Ganz besonders im Fokus der Aktivisten steht die Unternehmerin Kim Kardashian, die seit Jahren zum festen Inventar der Met-Gala gehört. Es gibt beinahe keine Blockliste, auf der sie und ihre Familie nicht vertreten sind. Bereits nach dem 7. Oktober zog sie den Hass der pro-palästinensischen Internet-Aktivisten auf sich, nachdem sie ihr Mitgefühl für die Opfer des Terrorangriffs äußerte.

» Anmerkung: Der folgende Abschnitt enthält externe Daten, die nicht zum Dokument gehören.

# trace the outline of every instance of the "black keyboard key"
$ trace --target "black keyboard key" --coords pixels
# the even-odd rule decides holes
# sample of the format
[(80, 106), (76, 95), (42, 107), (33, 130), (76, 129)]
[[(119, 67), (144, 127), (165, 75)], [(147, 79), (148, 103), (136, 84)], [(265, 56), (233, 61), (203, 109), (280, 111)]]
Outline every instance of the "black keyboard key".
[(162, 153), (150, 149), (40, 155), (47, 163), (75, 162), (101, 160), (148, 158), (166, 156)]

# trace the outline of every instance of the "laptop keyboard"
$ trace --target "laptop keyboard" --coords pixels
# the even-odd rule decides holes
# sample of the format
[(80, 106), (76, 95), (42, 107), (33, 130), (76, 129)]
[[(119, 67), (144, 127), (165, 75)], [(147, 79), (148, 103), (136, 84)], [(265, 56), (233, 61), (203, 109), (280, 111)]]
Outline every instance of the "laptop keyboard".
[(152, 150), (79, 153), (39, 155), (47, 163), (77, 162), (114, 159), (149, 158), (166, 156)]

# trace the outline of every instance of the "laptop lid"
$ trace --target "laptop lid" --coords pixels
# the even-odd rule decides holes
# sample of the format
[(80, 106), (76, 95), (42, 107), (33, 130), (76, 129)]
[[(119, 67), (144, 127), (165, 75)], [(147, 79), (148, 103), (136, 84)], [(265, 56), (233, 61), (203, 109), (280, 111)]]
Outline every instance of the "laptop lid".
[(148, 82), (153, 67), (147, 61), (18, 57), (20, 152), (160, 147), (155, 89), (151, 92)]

Einen Tag nach der Met-Gala trat sie in Hamburg beim Online-Marketing-Rockstars-Festival auf, wo sie von „Free Palestine“-Rufen unterbrochen wurde. „Ich sympathisiere mit den Menschen in Israel und mit denen in Palästina. Ich sympathisiere mit allen“, versuchte Kardashian die Wogen zu glätten. Sie selbst habe „Freunde auf beiden Seiten“. Eine Antwort, die das Internet nur noch mehr erzürnte. „Ich kann diese Frau nicht mehr ernst nehmen“, regt sich eine Nutzerin auf TikTok auf.
Die Blockout-Bewegung hat auch die deutsche Influencer-Szene erreicht. Das versetzt vor allem diejenigen in Panik, deren Existenz von dem Erfolg ihrer Social-Media-Präsenz abhängiger ist, als etwa Kim Kardashian, deren zahlreiche Unternehmen Millionenumsätze erwirtschaften.

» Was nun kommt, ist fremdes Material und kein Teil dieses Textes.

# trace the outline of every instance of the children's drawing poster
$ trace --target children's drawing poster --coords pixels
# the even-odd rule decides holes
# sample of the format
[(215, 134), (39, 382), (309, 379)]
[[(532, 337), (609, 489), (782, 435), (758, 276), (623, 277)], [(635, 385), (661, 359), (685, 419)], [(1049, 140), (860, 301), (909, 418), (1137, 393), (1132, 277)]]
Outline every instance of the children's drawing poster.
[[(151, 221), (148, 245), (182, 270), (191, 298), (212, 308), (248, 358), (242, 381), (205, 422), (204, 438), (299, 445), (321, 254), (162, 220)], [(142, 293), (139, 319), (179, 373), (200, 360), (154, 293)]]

So hatte die deutsche TikTokerin Yana Clare das Gefühl, schnell reagieren zu müssen, als sie am Samstag auf den ersten Blocklisten auftauchte. Mit unterwürfigem Blick beichtete sie ihren 1,3 Millionen Followern, dass sie nun verstanden habe, wie sie ihre Plattform nutzen müsse, um auf wichtige Themen aufmerksam zu machen. „Meine Meinung zum Gaza-Konflikt ist klar. Es ist schrecklich, was da passiert. Dass so viele Männer, Frauen und Kinder sterben.“ Über eine Million Mal wurde das Video angesehen, doch die Community hat den Braten gerochen: „Ausgerechnet heute …“ Und: „Schon ein großer Zufall, dass sie erst jetzt darüber spricht“, lauten hunderte Kommentare.
TikTokerin Yasmin wählt einen anderen Weg. Üblicherweise postet sie Schminkvideos oder zeigt ihre Tattoos. Am Samstag unterbrach sie den Strom der Gute-Laune-Videos mit einer jähen Durchsage: „Falls ihr es noch nicht mitbekommen habt, es findet gerade ein Genozid statt, bei dem 35.000 Menschen im Gaza-Streifen ermordet werden.“
Das komme einem doch bekannt vor, sagte sie ihren 900.000 Followern: „Geschichte wiederholt sich.“ Auf Instagram postet sie eine Texttafel mit der Aufschrift, eine ganze Bevölkerungsgruppe werde „offen vor der Welt ausgelöscht“. In den Kommentaren wird die Holocaust-Relativierung goutiert. Drei Herzchen-Emojis und zwei Palästina-Flaggen spendiert ein Nutzer, eine anderer kommentiert: „So wichtig.“ Und setzt fünf Ausrufezeichen dahinter.